Emergency room doctors say they are running into a new crisis as they struggle to treat patients with Covid-19 — a shortage of dialysis machines and supplies.
They say they are overwhelmed, not only because patients are going into kidney failure, but also because the body’s intense reaction to the virus is often causing their blood to clot too much, and the clots are literally clogging up the dialysis filters.
It’s part of the new syndrome that doctors are seeing in Covid-19 patients. They are not dying from the pneumonia that has been one of the defining symptoms of serious Covid-19 disease, but from other systemic effects on their hearts and other organs.
“It’s taken everyone by surprise because it is acting so different from everything else,” said Dr. Sam Parnia, a critical care specialist at New York University Langone Medical Center.
“They are not dying because they can’t get enough oxygen. They are actually dying because of other complications and it is predominately due to blood clots.”
And these blood clots are clogging up the filters used to clean the blood during dialysis, Parnia and other doctors told CNN. Intensive care units are already struggling to get enough dialysis equipment and staff to care for Covid-19 patients and the crisis is made worse because they go through so many supplies.
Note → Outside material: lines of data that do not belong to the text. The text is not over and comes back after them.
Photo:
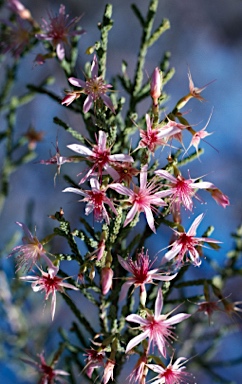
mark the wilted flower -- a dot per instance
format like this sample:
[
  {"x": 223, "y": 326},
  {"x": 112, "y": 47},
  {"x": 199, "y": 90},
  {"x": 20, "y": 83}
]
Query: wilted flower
[
  {"x": 141, "y": 274},
  {"x": 142, "y": 199},
  {"x": 58, "y": 30},
  {"x": 95, "y": 198},
  {"x": 126, "y": 171},
  {"x": 30, "y": 252},
  {"x": 139, "y": 373},
  {"x": 157, "y": 328},
  {"x": 15, "y": 38},
  {"x": 218, "y": 196},
  {"x": 95, "y": 359},
  {"x": 172, "y": 374},
  {"x": 17, "y": 7},
  {"x": 153, "y": 137},
  {"x": 101, "y": 157},
  {"x": 198, "y": 136},
  {"x": 195, "y": 91},
  {"x": 49, "y": 375},
  {"x": 49, "y": 283},
  {"x": 155, "y": 85},
  {"x": 181, "y": 190},
  {"x": 108, "y": 371},
  {"x": 94, "y": 87},
  {"x": 187, "y": 243},
  {"x": 58, "y": 160},
  {"x": 208, "y": 307},
  {"x": 106, "y": 280}
]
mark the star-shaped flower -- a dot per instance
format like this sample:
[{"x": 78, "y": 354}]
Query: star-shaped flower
[
  {"x": 157, "y": 328},
  {"x": 186, "y": 244},
  {"x": 142, "y": 199}
]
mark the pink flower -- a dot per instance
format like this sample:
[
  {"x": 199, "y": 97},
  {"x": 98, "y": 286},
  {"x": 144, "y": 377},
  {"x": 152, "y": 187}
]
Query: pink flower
[
  {"x": 94, "y": 87},
  {"x": 49, "y": 283},
  {"x": 142, "y": 199},
  {"x": 95, "y": 359},
  {"x": 58, "y": 29},
  {"x": 30, "y": 252},
  {"x": 15, "y": 38},
  {"x": 101, "y": 157},
  {"x": 139, "y": 373},
  {"x": 49, "y": 375},
  {"x": 126, "y": 171},
  {"x": 70, "y": 97},
  {"x": 198, "y": 136},
  {"x": 208, "y": 307},
  {"x": 18, "y": 8},
  {"x": 58, "y": 160},
  {"x": 155, "y": 85},
  {"x": 172, "y": 374},
  {"x": 106, "y": 280},
  {"x": 141, "y": 274},
  {"x": 108, "y": 371},
  {"x": 96, "y": 198},
  {"x": 218, "y": 196},
  {"x": 187, "y": 243},
  {"x": 182, "y": 190},
  {"x": 157, "y": 328},
  {"x": 153, "y": 137}
]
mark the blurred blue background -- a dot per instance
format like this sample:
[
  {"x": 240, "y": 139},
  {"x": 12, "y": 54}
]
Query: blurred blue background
[{"x": 206, "y": 36}]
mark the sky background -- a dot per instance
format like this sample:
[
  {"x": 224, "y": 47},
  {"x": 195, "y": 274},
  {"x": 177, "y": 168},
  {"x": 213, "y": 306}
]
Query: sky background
[{"x": 205, "y": 36}]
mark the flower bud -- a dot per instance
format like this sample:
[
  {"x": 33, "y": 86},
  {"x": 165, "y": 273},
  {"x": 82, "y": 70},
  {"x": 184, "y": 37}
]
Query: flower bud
[
  {"x": 155, "y": 85},
  {"x": 219, "y": 197},
  {"x": 106, "y": 279}
]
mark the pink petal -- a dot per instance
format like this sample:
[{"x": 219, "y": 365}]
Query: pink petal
[
  {"x": 172, "y": 253},
  {"x": 124, "y": 290},
  {"x": 107, "y": 101},
  {"x": 166, "y": 175},
  {"x": 81, "y": 149},
  {"x": 136, "y": 340},
  {"x": 150, "y": 218},
  {"x": 121, "y": 189},
  {"x": 143, "y": 176},
  {"x": 53, "y": 305},
  {"x": 77, "y": 82},
  {"x": 177, "y": 318},
  {"x": 75, "y": 190},
  {"x": 94, "y": 67},
  {"x": 131, "y": 214},
  {"x": 60, "y": 51},
  {"x": 87, "y": 103},
  {"x": 121, "y": 157},
  {"x": 137, "y": 319},
  {"x": 193, "y": 229},
  {"x": 158, "y": 304}
]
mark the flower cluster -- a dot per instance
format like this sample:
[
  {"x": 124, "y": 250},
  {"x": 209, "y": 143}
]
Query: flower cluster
[{"x": 131, "y": 191}]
“There aren’t enough filters,” Parnia told CNN.
Clots clogging filters
Dr. Enrique Lopez, a surgical intensive care specialist at Phoebe Putney Health System in Albany, Georgia, says he is seeing the same thing.
“Their blood does not clot appropriately. It’s overclotting,” Lopez told CNN. “When we put patients on dialysis, they have a tendency to clot the filters.”
The clotting is likely caused by what’s known as a cytokine storm — an intense response of the immune system to an infection. Some patients with Covid-19 are experiencing this overreaction, and one result is blood clots in the lungs, liver, kidneys and possibly the brain and heart, also, doctors are saying.
“When people are reporting on autopsy results, they are seeing clots everywhere in the body,” Parnia said. He said he suspected the blood clots are damaging the kidneys.
Dr. David Charytan, who heads nephrology at NYU Langone Health, said there’s also evidence the virus is directly attacking the kidneys.
The result is a much larger need for dialysis than normal in ICUs already filled to overflowing with Covid-19 patients, Charytan said.
“One day last week, we had 186 patients intubated with Covid,” he said. That means they were attached to ventilators to help them breathe. Normally, he added, about 10% of ICU patients would need dialysis. “We’re seeing 20% to 30% needing dialysis,” Charytan said.
And the ICU is normally equipped to handle 118 patients, so 186 patients means a more than 50 % overload.
“It’s been a real struggle,” Charytan added.
Lopez said it means making hard choices. “You have to try to decide who’s going to get dialysis and who’s not,” he said.
Some doctors have tried using blood thinners such as heparin to try to reduce the clotting, but there’s not enough evidence to show whether such treatment helps patients survive.
“We are trying whatever we can,” Lopez added.
Need for dialysis supplies
And they are struggling to get the equipment and staff they need.
It’s especially difficult to deliver what’s known as continuous renal replacement therapy or CRRT — a low, 24-hour-a-day method of dialysis used in the ICU to avoid stressing the hearts of fragile patients.
Last week, Dr. Jai Radhakrishnan, a Columbia University professor of medicine, went on social media to beg for help. “Dire straits in NYC!! Shortage of dialysis nurses, CRRT machines and fluids across all hospitals,” he tweeted.
“A month ago everyone, simply thought this was an issue with ventilators,” Parnia said. Public health experts warned that the US lacked enough ventilators to treat the number of patients who would need them, and companies such as General Motors switched their production lines to making ventilator equipment. GM said Friday it was delivering the first batch ventilators made in partnership with Ventec Life Systems in Kokomo, Indiana, to hospitals in the Chicago area.
But ventilators may no longer be the main need, the ICU specialists said.
“We are not going to run out of ventilators. We are going to run out of supplies for the 30% of patients who need dialysis,” Charytan said.
Parnia added: “Right now, dialysis is the key thing that’s needed. I don’t know why they call it Covid pneumonia. They could just as easily call it renal (kidney) failure with pneumonia.”